Bernhardt Design
- Type: Private
- Industry: Contract Interiors: Contemporary office furniture and textiles for the contract market.
- Founded: 1983
- Headquarters: Lenoir, North Carolina United States
- Products: Upholstered seating, wood products, tables, wall units, wood seating
- Website: bernhardtdesign.com

= Bernhardt Design =

American furniture company

Bernhardt Design (a division of the Bernhardt Furniture Company) is an American modern furniture company based in Lenoir, North Carolina.

==History==
Bernhardt Furniture Company was founded in 1889 by John M. Bernhardt.

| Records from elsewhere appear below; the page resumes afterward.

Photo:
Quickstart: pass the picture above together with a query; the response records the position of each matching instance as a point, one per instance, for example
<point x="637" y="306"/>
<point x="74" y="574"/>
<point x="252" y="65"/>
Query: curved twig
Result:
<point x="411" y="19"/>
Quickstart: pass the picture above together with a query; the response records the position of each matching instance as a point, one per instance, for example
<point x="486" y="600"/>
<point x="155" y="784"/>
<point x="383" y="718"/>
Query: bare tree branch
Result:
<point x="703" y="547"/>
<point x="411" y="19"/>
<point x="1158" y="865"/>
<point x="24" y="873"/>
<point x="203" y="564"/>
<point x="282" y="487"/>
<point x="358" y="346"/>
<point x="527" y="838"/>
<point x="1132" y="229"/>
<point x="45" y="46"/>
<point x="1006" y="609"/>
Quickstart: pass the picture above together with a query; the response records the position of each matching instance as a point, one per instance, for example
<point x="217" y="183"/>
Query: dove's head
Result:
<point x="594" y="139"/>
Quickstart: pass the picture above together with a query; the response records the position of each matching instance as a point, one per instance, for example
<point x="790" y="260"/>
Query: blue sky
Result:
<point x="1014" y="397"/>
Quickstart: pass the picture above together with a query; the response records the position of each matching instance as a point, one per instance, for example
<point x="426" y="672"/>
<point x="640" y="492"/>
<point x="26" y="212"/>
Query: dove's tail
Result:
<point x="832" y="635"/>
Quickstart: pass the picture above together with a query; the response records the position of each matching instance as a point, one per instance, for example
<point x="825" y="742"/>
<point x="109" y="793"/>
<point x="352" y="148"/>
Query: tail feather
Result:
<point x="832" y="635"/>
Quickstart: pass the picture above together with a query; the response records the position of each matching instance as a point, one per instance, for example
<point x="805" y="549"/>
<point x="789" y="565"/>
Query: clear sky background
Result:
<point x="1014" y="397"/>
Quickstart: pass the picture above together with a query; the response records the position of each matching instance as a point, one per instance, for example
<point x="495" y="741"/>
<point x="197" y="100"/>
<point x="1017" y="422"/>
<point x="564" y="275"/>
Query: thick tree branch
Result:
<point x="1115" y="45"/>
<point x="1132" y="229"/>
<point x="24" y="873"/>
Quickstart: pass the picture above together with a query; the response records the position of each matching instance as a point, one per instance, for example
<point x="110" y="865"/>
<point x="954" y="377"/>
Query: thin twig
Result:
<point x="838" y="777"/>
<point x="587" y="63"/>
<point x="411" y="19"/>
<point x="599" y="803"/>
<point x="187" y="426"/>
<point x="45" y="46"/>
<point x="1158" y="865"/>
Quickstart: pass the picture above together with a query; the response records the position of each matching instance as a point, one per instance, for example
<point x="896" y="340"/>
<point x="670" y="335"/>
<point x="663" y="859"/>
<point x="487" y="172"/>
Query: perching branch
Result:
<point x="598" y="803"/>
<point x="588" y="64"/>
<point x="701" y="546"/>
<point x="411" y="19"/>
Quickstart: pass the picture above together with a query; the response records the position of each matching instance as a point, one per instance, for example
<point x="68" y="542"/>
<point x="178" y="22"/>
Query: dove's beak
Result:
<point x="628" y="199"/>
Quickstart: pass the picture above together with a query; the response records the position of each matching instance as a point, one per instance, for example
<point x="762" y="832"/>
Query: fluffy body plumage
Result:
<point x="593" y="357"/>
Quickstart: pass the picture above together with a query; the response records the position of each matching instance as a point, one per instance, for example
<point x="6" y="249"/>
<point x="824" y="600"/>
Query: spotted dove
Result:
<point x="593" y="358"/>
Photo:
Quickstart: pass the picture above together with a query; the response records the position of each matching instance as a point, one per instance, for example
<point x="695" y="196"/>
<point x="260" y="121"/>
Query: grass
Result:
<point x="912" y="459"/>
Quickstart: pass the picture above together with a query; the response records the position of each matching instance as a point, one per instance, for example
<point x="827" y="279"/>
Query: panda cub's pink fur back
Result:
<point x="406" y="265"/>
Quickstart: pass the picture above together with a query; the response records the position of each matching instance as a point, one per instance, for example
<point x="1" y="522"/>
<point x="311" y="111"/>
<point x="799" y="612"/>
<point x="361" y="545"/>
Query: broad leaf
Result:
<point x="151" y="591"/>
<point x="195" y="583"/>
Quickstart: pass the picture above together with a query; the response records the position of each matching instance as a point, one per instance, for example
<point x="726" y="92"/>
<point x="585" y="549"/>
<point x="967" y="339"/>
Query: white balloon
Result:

Until the 1980s, the company was vertically integrated, having a veneer mill, lumber yard and numerous kilns as well as adhesives and particleboard plants. By 1981, Bernhardt began sourcing globally and now has offices in four Asian countries, staffed with 50 employees. The company still has a significant manufacturing operation in western North Carolina, with 12 facilities and 1500 employees.

In 1983, Bernhardt Furniture added a line of commercial furniture, Bernhardt Design which offers conservatively styled casegoods, conference and occasional tables, guest, lounge and wood guest chairs. Gradually, the product line expanded, adding more contemporary products and multi-purpose tables and seating and conference chairs.